SPEAKER_01Yeah, I very much agree. Like if I do a gratitude breathwork session in the morning, the world looks different than if I do a look at my overwhelming to-do list session in the morning.
SPEAKER_00So I love that.
SPEAKER_01Hugely different. And it's weird how fast it will change based on like one small shift in perspective. Absolutely. One day I'll look for everything, how the world is happening to me. The next second, within seconds, it's how the there's so many opportunities and how grateful I am to be able to create what I want in the world. And so it's it's it's fast if you learn the tools, right?
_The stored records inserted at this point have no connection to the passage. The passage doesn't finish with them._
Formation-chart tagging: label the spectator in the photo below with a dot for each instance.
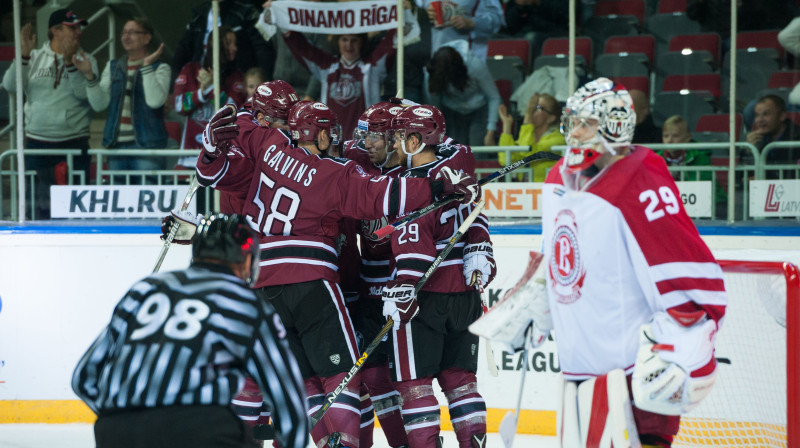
(676, 130)
(537, 20)
(539, 130)
(194, 92)
(772, 125)
(57, 112)
(473, 21)
(239, 16)
(252, 78)
(134, 88)
(461, 86)
(646, 131)
(350, 79)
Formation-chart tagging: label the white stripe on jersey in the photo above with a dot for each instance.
(668, 271)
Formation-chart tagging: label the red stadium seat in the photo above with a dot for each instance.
(634, 8)
(519, 48)
(671, 6)
(718, 123)
(634, 83)
(694, 83)
(756, 40)
(785, 79)
(697, 42)
(560, 46)
(644, 44)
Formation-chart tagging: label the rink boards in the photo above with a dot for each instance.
(58, 287)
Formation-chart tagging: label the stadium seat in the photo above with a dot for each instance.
(664, 26)
(760, 40)
(520, 48)
(718, 123)
(704, 43)
(670, 6)
(784, 79)
(557, 49)
(634, 83)
(691, 106)
(709, 82)
(644, 44)
(631, 8)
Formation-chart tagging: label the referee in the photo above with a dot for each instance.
(178, 349)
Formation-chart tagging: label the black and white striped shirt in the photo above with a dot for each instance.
(187, 338)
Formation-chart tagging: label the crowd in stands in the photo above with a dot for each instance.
(470, 59)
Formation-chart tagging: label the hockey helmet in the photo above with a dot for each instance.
(307, 118)
(606, 105)
(274, 99)
(228, 238)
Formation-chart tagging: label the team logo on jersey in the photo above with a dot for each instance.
(565, 265)
(345, 90)
(423, 112)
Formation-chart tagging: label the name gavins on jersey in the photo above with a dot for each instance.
(288, 166)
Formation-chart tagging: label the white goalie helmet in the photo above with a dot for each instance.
(602, 102)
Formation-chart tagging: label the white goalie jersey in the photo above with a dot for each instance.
(616, 253)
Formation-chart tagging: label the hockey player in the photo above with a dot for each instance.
(436, 343)
(296, 200)
(628, 310)
(179, 346)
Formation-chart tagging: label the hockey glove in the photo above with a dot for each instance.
(459, 183)
(399, 303)
(479, 258)
(186, 222)
(220, 130)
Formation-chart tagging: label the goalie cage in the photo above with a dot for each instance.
(755, 400)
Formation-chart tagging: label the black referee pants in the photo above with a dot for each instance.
(173, 427)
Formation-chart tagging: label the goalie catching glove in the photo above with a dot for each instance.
(186, 222)
(479, 258)
(399, 303)
(675, 366)
(524, 306)
(459, 183)
(220, 130)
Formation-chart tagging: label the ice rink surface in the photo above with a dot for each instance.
(81, 436)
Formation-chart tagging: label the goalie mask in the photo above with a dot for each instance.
(307, 118)
(598, 119)
(274, 99)
(228, 238)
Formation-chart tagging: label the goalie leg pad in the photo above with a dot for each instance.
(597, 413)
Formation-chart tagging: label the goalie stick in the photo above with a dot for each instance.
(331, 398)
(193, 186)
(387, 229)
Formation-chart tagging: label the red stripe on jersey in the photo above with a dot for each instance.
(599, 416)
(686, 284)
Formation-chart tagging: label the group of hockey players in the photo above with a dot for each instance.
(629, 312)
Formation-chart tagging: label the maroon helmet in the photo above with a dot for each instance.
(428, 121)
(307, 118)
(377, 119)
(274, 99)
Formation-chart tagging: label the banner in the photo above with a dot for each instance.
(334, 18)
(116, 201)
(774, 198)
(696, 198)
(524, 199)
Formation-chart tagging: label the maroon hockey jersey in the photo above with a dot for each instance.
(297, 200)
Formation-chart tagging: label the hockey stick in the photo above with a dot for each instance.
(193, 186)
(490, 362)
(508, 426)
(331, 398)
(389, 228)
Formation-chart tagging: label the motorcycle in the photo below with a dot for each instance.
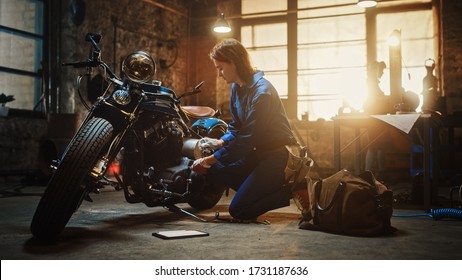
(141, 124)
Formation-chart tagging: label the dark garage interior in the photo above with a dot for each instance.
(321, 56)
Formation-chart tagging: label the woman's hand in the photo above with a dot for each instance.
(202, 165)
(213, 144)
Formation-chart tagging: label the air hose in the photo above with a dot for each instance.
(437, 214)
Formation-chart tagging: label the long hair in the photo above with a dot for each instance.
(232, 51)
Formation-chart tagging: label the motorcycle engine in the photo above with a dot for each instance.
(163, 143)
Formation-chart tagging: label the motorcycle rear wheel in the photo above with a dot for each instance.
(65, 192)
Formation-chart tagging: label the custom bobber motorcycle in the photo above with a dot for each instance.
(143, 125)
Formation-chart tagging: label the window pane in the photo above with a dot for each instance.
(311, 8)
(332, 29)
(264, 35)
(331, 64)
(279, 81)
(23, 89)
(25, 15)
(19, 52)
(417, 45)
(268, 52)
(261, 6)
(270, 59)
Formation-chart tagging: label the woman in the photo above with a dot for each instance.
(251, 157)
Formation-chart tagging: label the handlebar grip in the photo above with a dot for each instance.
(76, 64)
(82, 64)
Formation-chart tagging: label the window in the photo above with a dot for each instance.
(331, 57)
(417, 45)
(268, 52)
(332, 48)
(21, 44)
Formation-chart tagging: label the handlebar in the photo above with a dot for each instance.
(95, 57)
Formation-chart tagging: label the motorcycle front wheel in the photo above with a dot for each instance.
(65, 191)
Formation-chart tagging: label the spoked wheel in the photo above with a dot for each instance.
(65, 192)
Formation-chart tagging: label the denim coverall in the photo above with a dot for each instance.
(253, 158)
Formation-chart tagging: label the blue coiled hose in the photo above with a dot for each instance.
(442, 213)
(437, 214)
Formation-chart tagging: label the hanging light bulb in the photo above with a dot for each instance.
(221, 26)
(367, 3)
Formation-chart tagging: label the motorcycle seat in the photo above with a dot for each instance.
(198, 111)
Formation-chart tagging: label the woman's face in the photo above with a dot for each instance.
(227, 71)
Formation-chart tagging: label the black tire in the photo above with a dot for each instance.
(65, 192)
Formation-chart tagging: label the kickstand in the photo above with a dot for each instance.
(175, 208)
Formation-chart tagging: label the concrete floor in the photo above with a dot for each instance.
(110, 228)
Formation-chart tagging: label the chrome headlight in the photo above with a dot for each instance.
(139, 67)
(122, 96)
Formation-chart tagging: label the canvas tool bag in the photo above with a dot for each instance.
(352, 205)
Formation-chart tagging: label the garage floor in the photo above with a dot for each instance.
(110, 228)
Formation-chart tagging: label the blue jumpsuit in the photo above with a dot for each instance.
(253, 159)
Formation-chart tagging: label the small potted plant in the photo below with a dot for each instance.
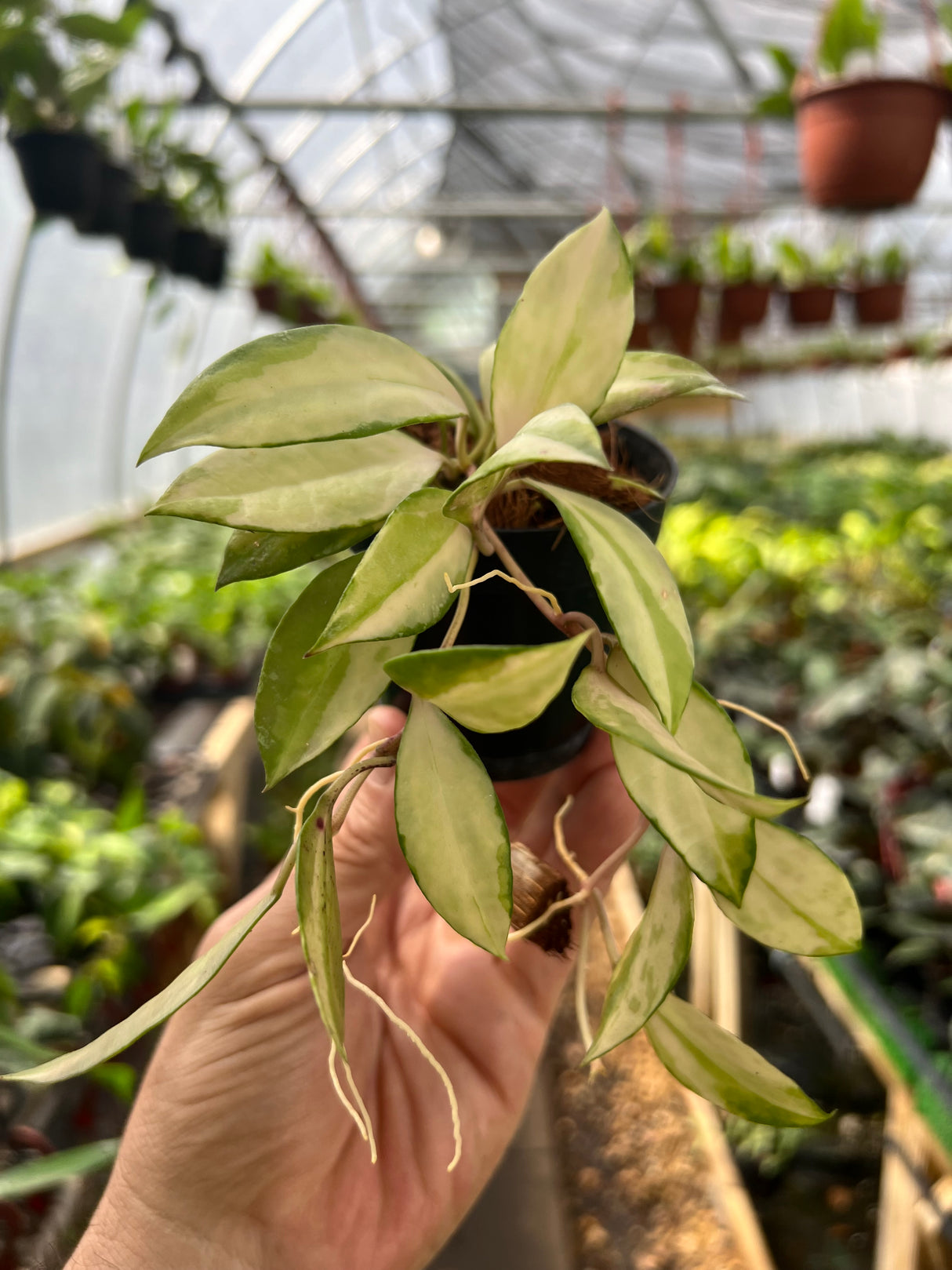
(865, 140)
(810, 282)
(336, 435)
(55, 71)
(675, 275)
(745, 289)
(880, 287)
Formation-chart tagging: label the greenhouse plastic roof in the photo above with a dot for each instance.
(519, 119)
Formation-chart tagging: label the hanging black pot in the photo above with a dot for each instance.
(114, 202)
(151, 230)
(63, 174)
(217, 262)
(500, 613)
(192, 253)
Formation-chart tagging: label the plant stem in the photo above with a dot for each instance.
(463, 602)
(562, 621)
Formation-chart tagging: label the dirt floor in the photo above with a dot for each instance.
(635, 1177)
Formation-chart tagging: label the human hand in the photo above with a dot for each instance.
(238, 1152)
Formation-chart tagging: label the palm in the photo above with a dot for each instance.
(260, 1133)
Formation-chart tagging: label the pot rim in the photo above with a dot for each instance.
(664, 492)
(867, 86)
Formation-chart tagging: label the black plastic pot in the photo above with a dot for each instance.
(151, 230)
(114, 203)
(63, 173)
(500, 613)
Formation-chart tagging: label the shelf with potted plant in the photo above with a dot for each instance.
(55, 73)
(865, 140)
(332, 437)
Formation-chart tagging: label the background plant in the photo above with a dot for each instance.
(313, 459)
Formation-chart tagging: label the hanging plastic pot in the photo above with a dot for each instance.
(191, 253)
(812, 306)
(881, 304)
(675, 309)
(151, 230)
(114, 203)
(867, 144)
(63, 174)
(745, 304)
(500, 613)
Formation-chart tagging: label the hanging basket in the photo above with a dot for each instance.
(880, 305)
(745, 304)
(675, 309)
(63, 174)
(812, 306)
(867, 144)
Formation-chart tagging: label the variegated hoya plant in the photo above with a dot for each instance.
(314, 457)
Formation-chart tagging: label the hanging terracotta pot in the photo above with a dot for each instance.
(880, 304)
(675, 309)
(867, 144)
(744, 304)
(812, 306)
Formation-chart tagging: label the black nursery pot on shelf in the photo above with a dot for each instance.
(114, 203)
(63, 173)
(151, 230)
(500, 613)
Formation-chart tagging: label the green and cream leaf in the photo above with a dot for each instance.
(488, 687)
(798, 898)
(652, 958)
(646, 377)
(452, 830)
(566, 334)
(313, 384)
(638, 595)
(303, 706)
(399, 587)
(725, 1071)
(326, 486)
(319, 917)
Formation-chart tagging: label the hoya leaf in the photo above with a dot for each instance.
(611, 709)
(646, 377)
(399, 587)
(53, 1170)
(489, 689)
(319, 916)
(452, 830)
(155, 1011)
(652, 958)
(311, 384)
(725, 1071)
(564, 435)
(798, 898)
(716, 841)
(638, 595)
(260, 554)
(325, 486)
(568, 330)
(486, 358)
(303, 706)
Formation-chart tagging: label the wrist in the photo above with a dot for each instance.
(127, 1232)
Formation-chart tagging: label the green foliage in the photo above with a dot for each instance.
(560, 361)
(848, 28)
(102, 880)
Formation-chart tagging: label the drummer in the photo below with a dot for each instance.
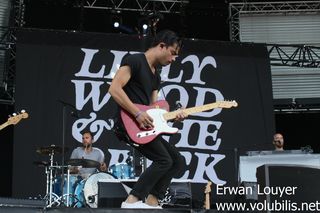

Thought Patterns And Simple Daily Tools
SPEAKER_00Absolutely. And you know, one of the things that I like to tell people is it's very difficult to get a negative thought out of our heads, but it's very easy to put a positive thought in our head. You basically write it on a piece of paper and read it. And really, a human being can only have one thought in their head in a moment. So I often recommend there's a list of really good thoughts. Like one of my favorite thoughts is this is the best moment of my life. I even have it on my alarm to wake me up in the morning. It's right there on my phone. And as soon as I, even if it's not true, when I say it, the mind is always listening. I say it, and then the mind hears it, and suddenly colors look more bright, the air just feels sweeter. And if people actually realized the impact of their thoughts and just putting a good thought in their head, um, it's it's really life-changing. And of course, because bad thoughts are are largely born of trauma, as you release the trauma with the EMDR and other methods, your your mind, your body are more susceptible to taking in those good thoughts. And so it actually becomes kind of easy, the healing process, once you know um how to enter it.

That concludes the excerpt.